Reading: FishNet / FishNeXt — A Versatile Backbone for Image, Region, and Pixel Level Prediction (Image Classification)

Fish-Like Network, Outperforms ResNet & DenseNet With Fewer Number of Parameters, Outperforms ResNeXt With Similar Number of Parameters

4 min readJun 16, 2020

In this story, FishNet, by The University of Sydney, SenseTime Research, and Zhejiang University, is briefly presented. In this paper:

A fish-like network is designed, unifying the advantages of networks designed for pixel-level or region-level predicting tasks.
The information of all resolutions is preserved and refined for the final task.
With the use of group convolution, FishNeXt is designed.
This work is the first to extract high-resolution deep feature with high-level semantic meaning and improve image classification accuracy at the same time.

This is a paper in 2018 NeurIPS, with 30 citations. (Sik-Ho Tsang @ Medium)

FishNet has three parts.
Tail uses existing works to obtain deep low-resolution features from the input image.
Body obtains high-resolution features of high-level semantic information.
Head preserves and refines the features from the three parts.

Additions, which used in ResNet as shown above, only mix the features of different abstraction levels, but cannot preserve or refine both of them. Shallow features serve only for refining the deep features, which will be discarded after the residual blocks
Concatenation is used to concatenate shallow features and deep features together and refined each other.
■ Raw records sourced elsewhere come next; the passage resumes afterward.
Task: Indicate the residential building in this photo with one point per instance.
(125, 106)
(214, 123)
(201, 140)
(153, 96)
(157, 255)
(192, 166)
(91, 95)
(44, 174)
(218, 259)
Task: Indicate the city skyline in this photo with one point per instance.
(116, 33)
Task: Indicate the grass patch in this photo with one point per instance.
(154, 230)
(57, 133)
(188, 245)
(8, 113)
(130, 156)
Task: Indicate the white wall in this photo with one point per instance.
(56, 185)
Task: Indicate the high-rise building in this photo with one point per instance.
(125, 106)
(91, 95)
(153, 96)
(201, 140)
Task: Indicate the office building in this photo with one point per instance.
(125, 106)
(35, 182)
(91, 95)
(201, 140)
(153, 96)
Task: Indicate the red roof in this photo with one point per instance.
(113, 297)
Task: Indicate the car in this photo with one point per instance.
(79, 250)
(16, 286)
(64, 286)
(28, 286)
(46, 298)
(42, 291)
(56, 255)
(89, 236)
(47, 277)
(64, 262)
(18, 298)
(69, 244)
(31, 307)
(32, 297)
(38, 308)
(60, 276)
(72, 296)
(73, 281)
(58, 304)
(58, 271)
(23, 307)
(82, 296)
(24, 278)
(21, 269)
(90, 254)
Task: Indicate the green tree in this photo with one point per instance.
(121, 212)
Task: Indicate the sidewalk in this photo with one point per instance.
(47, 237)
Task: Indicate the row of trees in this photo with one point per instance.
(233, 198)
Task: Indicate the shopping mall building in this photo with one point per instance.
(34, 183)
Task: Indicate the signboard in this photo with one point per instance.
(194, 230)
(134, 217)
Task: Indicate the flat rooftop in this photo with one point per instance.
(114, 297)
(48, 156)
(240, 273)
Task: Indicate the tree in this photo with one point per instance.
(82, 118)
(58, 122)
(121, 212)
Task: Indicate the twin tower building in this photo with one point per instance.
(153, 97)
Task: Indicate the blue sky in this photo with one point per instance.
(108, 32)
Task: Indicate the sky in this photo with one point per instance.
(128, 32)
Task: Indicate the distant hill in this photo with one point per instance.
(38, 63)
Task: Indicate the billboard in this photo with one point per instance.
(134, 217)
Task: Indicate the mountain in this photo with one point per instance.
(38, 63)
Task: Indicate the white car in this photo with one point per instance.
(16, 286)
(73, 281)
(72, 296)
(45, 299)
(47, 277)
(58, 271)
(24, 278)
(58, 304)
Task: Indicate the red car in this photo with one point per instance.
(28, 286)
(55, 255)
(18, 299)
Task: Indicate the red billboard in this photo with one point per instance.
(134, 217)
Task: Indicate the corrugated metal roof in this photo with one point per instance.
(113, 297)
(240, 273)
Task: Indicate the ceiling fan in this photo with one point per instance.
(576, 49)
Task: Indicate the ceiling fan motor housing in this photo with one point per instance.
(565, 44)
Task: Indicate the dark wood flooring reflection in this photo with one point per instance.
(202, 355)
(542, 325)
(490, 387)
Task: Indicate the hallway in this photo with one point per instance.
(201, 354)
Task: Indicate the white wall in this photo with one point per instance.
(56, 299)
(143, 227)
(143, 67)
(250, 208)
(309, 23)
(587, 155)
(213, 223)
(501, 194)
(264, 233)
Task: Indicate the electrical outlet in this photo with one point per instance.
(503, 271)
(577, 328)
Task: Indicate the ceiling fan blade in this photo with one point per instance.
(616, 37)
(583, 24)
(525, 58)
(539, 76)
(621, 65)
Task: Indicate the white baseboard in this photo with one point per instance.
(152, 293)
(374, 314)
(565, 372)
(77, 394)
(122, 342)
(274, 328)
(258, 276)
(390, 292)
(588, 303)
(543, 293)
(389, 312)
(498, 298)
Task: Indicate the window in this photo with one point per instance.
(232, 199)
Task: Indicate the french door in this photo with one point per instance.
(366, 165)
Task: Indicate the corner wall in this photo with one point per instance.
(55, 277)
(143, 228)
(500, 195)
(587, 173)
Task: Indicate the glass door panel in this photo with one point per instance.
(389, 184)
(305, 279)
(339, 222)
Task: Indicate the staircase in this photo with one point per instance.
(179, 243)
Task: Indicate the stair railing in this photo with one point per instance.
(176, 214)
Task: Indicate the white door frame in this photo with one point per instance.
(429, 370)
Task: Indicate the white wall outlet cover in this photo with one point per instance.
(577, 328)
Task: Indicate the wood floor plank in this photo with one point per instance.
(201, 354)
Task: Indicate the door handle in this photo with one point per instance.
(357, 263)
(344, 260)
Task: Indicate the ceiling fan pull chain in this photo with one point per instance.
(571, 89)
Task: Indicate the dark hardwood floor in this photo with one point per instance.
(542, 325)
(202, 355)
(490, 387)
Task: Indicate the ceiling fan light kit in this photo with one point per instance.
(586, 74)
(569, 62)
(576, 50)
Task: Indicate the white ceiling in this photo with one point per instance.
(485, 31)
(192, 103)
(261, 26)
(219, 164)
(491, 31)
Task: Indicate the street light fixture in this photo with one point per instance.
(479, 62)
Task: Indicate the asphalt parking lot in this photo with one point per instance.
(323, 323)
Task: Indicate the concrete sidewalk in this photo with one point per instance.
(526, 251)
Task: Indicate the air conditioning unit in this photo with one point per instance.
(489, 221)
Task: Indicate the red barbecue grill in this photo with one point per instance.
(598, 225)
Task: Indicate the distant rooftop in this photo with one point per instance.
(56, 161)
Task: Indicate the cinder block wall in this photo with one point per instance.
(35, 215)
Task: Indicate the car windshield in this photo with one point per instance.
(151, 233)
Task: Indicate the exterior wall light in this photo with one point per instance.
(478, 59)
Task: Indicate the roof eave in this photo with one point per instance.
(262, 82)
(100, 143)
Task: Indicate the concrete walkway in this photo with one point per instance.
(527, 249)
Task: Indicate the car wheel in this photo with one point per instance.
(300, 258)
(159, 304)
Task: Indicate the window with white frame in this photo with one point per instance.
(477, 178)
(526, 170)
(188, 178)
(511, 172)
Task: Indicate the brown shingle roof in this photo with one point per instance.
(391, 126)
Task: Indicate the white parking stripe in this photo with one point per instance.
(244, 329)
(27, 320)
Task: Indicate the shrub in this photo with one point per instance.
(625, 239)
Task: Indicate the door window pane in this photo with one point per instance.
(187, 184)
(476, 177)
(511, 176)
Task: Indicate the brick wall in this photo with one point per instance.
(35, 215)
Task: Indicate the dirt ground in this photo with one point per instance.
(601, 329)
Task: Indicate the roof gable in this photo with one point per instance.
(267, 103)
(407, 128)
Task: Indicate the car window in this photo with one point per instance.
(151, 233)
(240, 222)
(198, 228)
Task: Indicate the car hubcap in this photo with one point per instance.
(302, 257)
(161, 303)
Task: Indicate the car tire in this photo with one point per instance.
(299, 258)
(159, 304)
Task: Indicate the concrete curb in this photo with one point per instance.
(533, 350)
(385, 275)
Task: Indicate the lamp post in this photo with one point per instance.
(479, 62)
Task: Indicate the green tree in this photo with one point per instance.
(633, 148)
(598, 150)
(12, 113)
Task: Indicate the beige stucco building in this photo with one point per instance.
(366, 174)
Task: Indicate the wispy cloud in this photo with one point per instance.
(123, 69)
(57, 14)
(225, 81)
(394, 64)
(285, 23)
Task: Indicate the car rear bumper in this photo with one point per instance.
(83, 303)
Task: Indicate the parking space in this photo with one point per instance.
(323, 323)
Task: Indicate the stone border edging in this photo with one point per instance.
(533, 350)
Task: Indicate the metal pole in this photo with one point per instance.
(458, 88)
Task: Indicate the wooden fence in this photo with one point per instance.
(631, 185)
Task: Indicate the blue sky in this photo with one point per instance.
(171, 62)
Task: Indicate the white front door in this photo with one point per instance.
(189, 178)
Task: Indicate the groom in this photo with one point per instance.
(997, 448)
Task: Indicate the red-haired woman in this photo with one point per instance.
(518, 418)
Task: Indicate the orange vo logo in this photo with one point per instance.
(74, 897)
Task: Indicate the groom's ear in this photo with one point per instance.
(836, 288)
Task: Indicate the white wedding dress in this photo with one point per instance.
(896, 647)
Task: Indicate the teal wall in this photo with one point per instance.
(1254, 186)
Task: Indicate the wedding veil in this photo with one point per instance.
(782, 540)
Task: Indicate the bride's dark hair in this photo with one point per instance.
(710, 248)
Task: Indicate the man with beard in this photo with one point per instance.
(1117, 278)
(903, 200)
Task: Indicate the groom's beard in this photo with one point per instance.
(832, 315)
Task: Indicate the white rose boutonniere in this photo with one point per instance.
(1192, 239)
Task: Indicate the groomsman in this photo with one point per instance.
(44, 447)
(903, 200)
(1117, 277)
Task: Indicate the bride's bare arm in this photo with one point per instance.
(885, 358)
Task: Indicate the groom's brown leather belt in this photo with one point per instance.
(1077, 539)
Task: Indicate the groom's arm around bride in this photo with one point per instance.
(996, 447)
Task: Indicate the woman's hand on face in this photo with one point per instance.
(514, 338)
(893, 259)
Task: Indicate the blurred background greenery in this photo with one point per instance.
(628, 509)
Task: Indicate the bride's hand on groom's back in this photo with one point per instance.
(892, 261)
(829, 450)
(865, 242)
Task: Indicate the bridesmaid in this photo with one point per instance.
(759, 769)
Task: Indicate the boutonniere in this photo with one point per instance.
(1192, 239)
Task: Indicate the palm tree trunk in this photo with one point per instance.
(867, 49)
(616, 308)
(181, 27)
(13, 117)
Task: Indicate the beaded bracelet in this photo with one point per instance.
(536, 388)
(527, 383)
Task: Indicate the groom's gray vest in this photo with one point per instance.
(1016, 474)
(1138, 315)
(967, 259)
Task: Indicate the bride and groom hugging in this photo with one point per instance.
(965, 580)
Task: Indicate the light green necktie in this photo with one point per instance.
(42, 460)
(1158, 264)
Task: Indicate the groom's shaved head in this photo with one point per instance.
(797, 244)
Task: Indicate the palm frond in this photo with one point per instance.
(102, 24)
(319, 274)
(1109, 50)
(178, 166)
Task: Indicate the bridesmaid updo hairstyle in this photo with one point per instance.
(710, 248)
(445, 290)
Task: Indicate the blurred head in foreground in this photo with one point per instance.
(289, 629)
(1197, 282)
In ResNet, when downsampling, 1×1 convolution is used which becomes an Isolated convolution (I-conv).
This I-conv prevents from efficient direct gradient propagation for shallow layers since it is no longer a skip connection.
While in FishNet, local and global concatenation is used before up-down sampling. No I-conv is used to maintain the skip connection.
The nearest neighbor interpolation is used for up-sampling.
And max-pooling is used for down-sampling.

Tail: Convolution and downsampling are performed.
Body: Convolution and upsampling are performed. At the same time, there is also concatenation of feature maps from fish tail. With both tail and body, it is similar to U-Net.
Head: Since this is an image classification task, convolution and downsampling are performed again , with also the concatenation of feature maps from shallow layers.
k: is the reduction rate of feature maps. Element-wise summation of feature maps is performed from the adjacent k channels to 1 channel.
As the tail part will down sample the features into resolution 1×1, these 1×1 features need to be upsampled to 7×7. SE-block in SENet is used here to map the feature from 1×1 into 7×7 using a channel-wise attention operation.

Using non-overlapping max-pooling obtains the best performance among the above variants.

Higher, Lower error rates. Lefter, fewer number of parameters/FLOPs.
FishNet obtains the same error rates with fewer number of parameters, and fewer FLOPs, which outperforms DenseNet and ResNet.

FishNet-150 obtains higher APs for both instance segmentation and object detection using Mask R-CNN and FPN, outperforms ResNet-50 and ResNeXt-50.

This is the 25th story in this month!